Essa é apenas uma das três vezes que a mulher negra e de cabelos perfeitamente cacheados diz ter ficado no “vale da sombra da morte”, desde que se pegou vivendo em situação de rua.
“Uma vez fui estuprada por seis homens, quase me mataram, ‘quebraram’ minha cabeça e me deixaram na beira de um rio. Acharam que eu estava morta. Outra vez um desconhecido me deu mais de 10 facadas”, diz enquanto mostra as cicatrizes das perfurações espalhadas pelo corpo.
Como forma de driblar a realidade, as pedras de crack são de extrema necessidade para Claudineia. Da hora que acorda, para “o corpo reagir”, como explica, até a hora de dormir. Naquele dia, ela ainda não havia dormido.
Virou a noite usando droga, que compra com dinheiro de programas que consegue fazer. Ela conta que o “vazio” deixado pelo crack é aterrado com cachaça. “Programa é a única coisa que sei fazer”, lamenta.
ABUSO SEXUAL NA INFÂNCIA
Na história contada por Claudineia, ela nasceu no Paraná, mas morava na Linha 64, em Rondônia, com a família. Quando tinha oito anos, começou a ser abusada sexualmente pelo pai. Com 12, decidiu fugir de casa.
“Fiquei com aquilo no psicológico, ele dizia que se eu contasse [sobre os abusos], ele mataria todos nós. Isso acontecia quando minha mãe ia trabalhar. Não conhecia a droga ainda, nem sabia o que era o mundo”.
Claudineia explica que quando fugiu de onde morava foi parar em uma casa de prostituição. Lá, ficava apenas como ajudante da cozinha. “Fiquei curiosa para saber como as outras meninas ganhavam dinheiro, também queria ganhar. Acabei ficando com uma pessoa, fiquei grávida e tive um filho quando ia fazer 13 anos”.
O bebê era um menino e nasceu em 7 de junho. De acordo com ela, a criança morreu três meses depois. Alguns dias antes da morte do filho, o pai do menino, com quem Claudineia estava morando na época, morreu em um desabamento de terra em um garimpo de Ariquemes (RO).

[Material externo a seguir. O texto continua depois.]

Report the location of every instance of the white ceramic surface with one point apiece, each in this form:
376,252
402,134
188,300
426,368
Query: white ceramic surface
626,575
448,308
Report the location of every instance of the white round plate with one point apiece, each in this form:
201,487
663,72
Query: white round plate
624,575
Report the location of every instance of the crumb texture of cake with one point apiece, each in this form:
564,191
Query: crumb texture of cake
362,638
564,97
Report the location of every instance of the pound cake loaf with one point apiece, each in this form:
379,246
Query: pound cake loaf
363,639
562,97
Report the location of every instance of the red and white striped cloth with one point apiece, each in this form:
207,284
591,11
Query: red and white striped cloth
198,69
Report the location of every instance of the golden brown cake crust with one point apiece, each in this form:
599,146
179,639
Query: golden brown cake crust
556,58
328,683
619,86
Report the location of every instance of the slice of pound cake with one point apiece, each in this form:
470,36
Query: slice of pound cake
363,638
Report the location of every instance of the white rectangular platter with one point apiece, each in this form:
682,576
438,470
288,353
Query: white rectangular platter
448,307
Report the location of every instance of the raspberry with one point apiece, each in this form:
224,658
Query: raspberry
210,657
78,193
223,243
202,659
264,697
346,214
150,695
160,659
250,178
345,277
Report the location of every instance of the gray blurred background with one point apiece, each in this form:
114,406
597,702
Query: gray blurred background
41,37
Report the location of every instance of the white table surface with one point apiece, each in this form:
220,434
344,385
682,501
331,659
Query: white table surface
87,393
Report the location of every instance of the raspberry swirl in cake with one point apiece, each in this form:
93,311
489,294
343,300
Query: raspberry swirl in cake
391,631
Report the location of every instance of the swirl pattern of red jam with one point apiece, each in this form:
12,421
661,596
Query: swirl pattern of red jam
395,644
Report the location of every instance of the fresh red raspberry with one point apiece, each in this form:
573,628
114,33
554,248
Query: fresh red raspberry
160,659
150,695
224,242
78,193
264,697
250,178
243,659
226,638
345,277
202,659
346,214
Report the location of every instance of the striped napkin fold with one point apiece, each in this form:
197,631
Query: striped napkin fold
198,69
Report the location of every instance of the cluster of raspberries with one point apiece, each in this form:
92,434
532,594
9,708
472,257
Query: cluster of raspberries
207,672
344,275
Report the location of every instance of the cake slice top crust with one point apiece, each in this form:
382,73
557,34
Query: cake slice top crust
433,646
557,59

“Ele cavava embaixo da terra, nesse dia ele foi trabalhar e o barranco desceu em cima dele. Quando tiraram, já estava morrendo. Com meu filho entre a vida e a morte no hospital, chega a notícia de que meu marido estava morrendo”.
LEMBRANÇAS QUEIMADAS
Claudineia conta que em uma folha de papel tinha anotado algumas informações sobre ela, já que não possui mais documentos de identidade. No entanto, tudo foi queimado em uma ação da polícia, diz ela.

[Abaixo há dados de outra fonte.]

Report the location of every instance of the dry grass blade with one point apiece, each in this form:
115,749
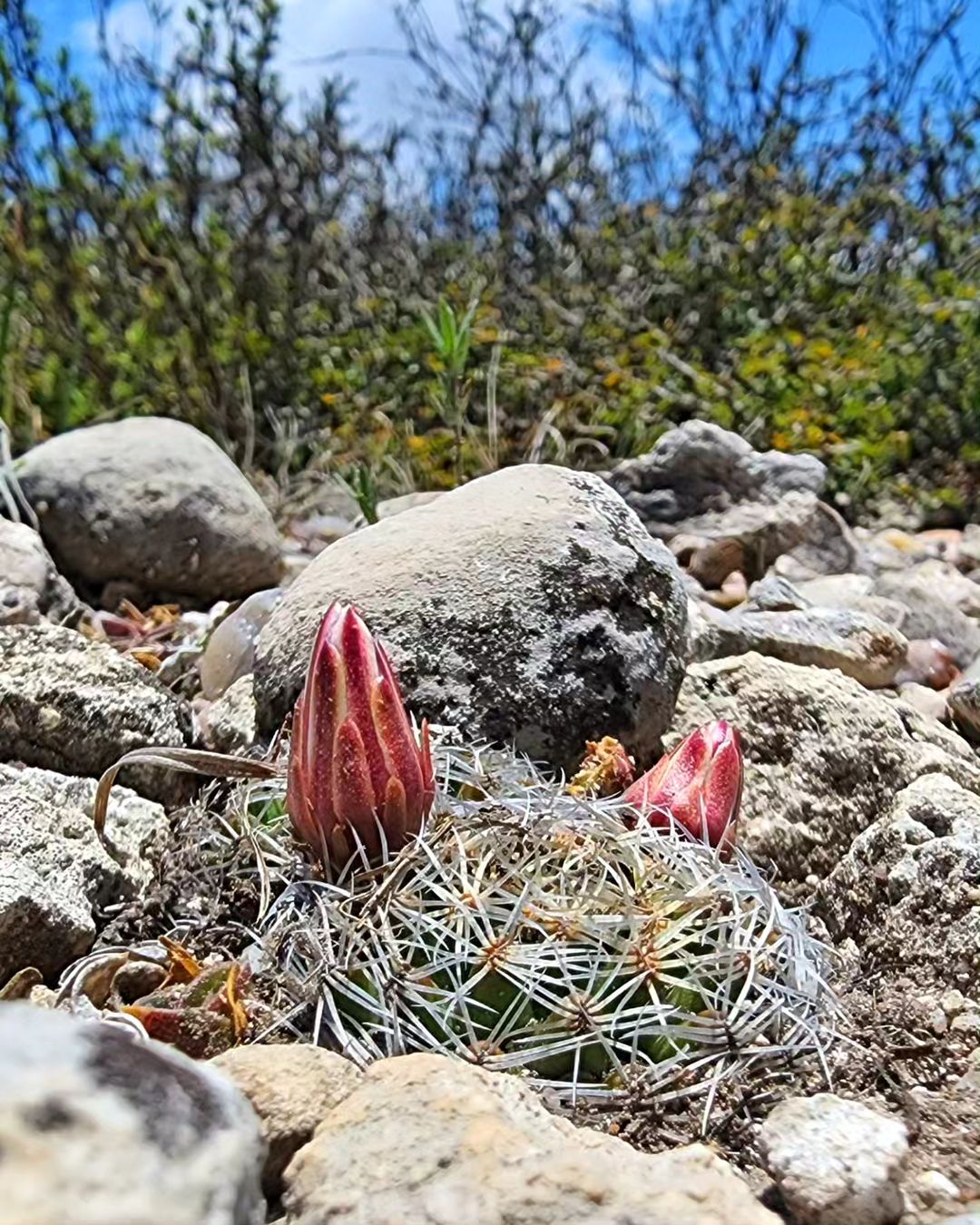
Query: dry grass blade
188,761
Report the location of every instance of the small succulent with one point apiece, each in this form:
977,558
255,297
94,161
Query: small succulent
359,783
699,786
539,933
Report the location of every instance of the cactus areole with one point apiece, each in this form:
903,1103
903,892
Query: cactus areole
358,779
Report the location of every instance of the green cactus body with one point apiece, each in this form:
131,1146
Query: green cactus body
534,933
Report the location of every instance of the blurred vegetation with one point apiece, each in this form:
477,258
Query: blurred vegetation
731,235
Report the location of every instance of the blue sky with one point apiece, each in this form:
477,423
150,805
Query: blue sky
312,28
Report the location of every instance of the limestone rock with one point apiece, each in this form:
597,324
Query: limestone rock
31,588
228,725
528,606
836,1161
699,468
825,757
151,503
97,1129
928,612
858,644
963,702
437,1142
54,870
908,889
76,706
291,1089
230,653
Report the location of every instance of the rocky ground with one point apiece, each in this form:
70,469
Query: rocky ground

Para a mulher, que chora entre uma frase e outra, principalmente quando fale sobre a saudade da mãe, o sentimento é de não existir. Ela afirma que chegou a ficar nove meses sem o crack, ganhou o peso que hoje já não possui mais. No corpo, além das cicatrizes e machucados, Claudinéia traz também as marcas do frenesi causado pela droga.

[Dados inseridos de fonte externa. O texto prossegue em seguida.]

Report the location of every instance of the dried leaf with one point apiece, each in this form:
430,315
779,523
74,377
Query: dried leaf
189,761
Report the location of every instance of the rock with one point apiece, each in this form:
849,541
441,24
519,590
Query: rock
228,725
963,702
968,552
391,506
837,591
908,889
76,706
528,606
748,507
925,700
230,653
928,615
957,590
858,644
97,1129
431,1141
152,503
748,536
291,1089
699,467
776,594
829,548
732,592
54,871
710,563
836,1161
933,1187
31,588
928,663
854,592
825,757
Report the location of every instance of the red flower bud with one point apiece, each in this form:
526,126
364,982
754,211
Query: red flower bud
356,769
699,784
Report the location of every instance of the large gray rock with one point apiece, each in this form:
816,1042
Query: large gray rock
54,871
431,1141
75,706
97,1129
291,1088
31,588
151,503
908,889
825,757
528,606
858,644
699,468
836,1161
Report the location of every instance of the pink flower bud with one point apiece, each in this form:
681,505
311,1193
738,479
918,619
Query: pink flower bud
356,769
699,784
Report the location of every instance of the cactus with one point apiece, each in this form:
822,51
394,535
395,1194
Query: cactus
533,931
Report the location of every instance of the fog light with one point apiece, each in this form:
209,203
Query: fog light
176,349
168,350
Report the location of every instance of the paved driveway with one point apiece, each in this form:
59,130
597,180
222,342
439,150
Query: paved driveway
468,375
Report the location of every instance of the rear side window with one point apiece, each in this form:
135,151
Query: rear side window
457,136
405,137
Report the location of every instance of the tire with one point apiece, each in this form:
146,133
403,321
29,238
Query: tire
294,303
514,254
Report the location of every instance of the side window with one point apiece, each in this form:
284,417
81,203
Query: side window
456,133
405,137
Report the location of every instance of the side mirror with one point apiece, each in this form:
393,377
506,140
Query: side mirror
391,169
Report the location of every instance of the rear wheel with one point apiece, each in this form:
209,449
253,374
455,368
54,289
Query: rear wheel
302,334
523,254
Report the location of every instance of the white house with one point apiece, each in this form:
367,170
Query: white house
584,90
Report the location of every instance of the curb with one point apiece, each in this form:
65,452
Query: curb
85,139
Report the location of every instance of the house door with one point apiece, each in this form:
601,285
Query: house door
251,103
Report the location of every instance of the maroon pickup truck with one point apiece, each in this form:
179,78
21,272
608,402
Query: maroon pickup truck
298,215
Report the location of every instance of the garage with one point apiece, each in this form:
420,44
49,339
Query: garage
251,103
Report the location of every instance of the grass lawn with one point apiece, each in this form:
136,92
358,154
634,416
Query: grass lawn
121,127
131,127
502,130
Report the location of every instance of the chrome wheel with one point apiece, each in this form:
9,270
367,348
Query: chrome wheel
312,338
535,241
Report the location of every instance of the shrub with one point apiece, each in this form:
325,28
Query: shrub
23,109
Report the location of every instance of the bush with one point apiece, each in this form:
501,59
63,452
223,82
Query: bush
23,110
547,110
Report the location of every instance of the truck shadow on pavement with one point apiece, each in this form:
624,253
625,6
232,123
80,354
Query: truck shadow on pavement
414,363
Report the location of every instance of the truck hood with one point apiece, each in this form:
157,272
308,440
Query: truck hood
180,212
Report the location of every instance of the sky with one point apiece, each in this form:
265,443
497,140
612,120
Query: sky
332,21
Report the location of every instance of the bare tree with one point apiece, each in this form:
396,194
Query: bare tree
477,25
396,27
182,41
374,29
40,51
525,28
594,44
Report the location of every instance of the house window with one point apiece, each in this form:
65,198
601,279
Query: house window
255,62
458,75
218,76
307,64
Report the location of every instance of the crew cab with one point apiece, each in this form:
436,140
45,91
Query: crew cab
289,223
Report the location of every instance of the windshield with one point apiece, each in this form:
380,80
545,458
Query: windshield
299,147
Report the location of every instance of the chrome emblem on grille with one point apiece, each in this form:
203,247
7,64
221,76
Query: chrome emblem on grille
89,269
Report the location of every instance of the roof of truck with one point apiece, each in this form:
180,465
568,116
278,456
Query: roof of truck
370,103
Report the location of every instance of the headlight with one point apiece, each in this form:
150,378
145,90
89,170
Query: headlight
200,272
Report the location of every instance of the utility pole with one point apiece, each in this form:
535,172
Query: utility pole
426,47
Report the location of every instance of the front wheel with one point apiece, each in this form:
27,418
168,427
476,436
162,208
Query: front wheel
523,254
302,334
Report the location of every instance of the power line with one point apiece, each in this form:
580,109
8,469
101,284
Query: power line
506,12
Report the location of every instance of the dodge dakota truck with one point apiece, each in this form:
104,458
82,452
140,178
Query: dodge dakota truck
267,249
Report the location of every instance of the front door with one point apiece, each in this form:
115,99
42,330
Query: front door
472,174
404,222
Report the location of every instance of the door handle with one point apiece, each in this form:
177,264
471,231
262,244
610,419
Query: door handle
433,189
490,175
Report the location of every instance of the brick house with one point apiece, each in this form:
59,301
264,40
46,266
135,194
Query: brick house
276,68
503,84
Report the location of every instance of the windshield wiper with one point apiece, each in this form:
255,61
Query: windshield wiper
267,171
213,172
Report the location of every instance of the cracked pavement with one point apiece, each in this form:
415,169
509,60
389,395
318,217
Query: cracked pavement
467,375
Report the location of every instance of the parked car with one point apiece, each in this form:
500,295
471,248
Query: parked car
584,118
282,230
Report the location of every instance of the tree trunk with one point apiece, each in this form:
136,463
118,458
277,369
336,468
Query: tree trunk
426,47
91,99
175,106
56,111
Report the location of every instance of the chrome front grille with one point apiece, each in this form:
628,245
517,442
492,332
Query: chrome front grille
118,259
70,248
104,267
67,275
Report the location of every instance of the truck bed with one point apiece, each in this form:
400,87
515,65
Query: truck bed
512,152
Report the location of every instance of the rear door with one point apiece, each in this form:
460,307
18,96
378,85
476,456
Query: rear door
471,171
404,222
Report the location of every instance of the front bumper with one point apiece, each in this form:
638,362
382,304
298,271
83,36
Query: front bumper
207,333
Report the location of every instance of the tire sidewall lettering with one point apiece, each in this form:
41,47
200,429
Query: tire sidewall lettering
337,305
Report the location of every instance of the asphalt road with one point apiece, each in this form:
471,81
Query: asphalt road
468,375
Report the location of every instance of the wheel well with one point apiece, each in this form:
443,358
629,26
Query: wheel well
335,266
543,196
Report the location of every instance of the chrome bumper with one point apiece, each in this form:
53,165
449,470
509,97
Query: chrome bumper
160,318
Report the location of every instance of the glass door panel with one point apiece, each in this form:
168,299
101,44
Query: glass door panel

O crack age no organismo de forma veloz, em poucos minutos é preciso outra dose da droga que entorpece o peso da existência embaixo do viaduto. Claudineia divide o espaço do viaduto com outras pessoas em situação de rua.
De tragada em tragada, é um pouco da consciência dela que se vai. Apesar disso, quando questionada, diz que pensa em largar a droga e pede a Deus para ter forças. Uma televisão antiga também é parte do que ela tem. No entanto, o eletrodoméstico não funciona.
Mesmo vivendo em situação de rua, ela tenta manter suas vaidades. Pede doações de esmalte e maquiagens, enquanto diz que gosta de ficar bem arrumada.
Para cozinhar, ela improvisou uma panela em um galão de plástico. No canto do barraco é onde ela toma banho com água que pede no posto de gasolina em um balde.
Claudineia afirma que é a primeira vez que conta sobre sua vida. Com os olhos marejados, ela explica que não adianta expor suas dores para os companheiros de viaduto.
“Você é uma das primeiras pessoas que estou contando minha história, não adianta eu contar para eles, basta eu falar para Deus”, finalizou.